I’m sure few people would disagree that dystopian is huge right now. And it’s not just the Hunger Games trilogy that is drawing readers to this genre. But why do people like reading dystopian? What’s the appeal?
For those of you that do not know what dystopian books are all about, here’s a quick primer. Basically, dystopian fiction depict dystopian society (the opposite of a utopia). These books often have elements of science fiction and usually also fall into the parameters of speculative fiction. Some classics include Huxley’s Brave New World, or, one of my favorites, Orwell’s Nineteen Eighty-Four.
More recent dystopians include The Hunger Games, The Maze Runner, The Uglies, Matched, and XVI. For a list of additional dystopians, check out the Goodreads Dystopian List and the Dystopian Book Club list from the Teach 8 YA Book Blog.
I’m sure everyone has their own reasons for why they love dystopian fiction. For me, I have several. While it comes off sounding a bit glass half-empty, seeing how much worse life could get actually makes me feel more optimistic and hopeful. If things could always get worse, maybe any troubles in my life aren’t as bad as I think.
Then there is the sci-fi element. I enjoy sci-fi, but only when it doesn’t go too far. Most of the dystopians I enjoy, and the ones I’m currently writing, have elements of sci-fi but they keep them vague. They give just enough. I like to refer to this as casual sci-fi.
And then there is the alternate history or the possible future, which I think of as reverse history. In my 9-5 life, I think a lot about history. I’m a trained archaeologist, after all. Most of the successful dystopians I’ve read have a good grasp on history and sociology. They ask what-if and then take it to the next level, exploring what could actually happen were the what if to come to fruition. The realism behind most dystopians is extremely appealing.
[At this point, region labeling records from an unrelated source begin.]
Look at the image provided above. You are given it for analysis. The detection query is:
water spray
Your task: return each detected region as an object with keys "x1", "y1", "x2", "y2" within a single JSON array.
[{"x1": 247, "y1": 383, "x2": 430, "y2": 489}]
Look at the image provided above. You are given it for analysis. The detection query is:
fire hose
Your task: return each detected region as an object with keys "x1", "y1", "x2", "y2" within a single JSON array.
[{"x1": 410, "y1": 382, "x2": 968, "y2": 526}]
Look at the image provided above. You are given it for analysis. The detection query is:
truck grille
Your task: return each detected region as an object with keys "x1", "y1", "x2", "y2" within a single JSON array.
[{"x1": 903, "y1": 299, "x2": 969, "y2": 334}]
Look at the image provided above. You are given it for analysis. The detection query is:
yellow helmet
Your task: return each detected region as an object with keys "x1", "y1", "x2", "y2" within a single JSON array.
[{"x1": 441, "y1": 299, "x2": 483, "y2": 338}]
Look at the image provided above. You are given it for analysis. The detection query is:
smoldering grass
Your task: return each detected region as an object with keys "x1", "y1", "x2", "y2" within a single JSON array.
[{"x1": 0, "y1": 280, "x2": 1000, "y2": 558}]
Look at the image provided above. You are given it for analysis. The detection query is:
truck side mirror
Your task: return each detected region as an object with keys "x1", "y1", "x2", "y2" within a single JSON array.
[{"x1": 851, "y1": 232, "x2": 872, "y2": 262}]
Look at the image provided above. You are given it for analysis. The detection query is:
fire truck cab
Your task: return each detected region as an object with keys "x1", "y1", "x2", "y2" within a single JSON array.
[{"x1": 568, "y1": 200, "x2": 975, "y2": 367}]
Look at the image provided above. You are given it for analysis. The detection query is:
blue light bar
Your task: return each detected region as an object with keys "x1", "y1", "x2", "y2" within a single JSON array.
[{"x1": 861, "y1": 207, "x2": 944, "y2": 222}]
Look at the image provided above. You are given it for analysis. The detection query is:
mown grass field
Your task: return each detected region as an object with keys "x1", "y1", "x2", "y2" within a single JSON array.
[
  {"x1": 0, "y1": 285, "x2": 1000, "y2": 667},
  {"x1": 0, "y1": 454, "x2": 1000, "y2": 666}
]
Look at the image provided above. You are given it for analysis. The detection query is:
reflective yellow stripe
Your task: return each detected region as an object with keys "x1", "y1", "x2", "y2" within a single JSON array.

To me, dystopians are the ultimate sociological experiment. But the writers also tell good stories full of all of the plot elements we have come to expect from any good book, regardless of genre. So if you like a good story but also enjoy those make-you-think moments that dystopians are so good at inducing, then dystopian fiction may be for you.
If you haven’t read a dystopian novel, go ahead and give one a shot. The worst that could happen is that you end up not liking it. Or you could discover an entire genre you never knew you loved.
If you already are a dsytopian fan, why do you like them? What’s your favorite dystopian novel?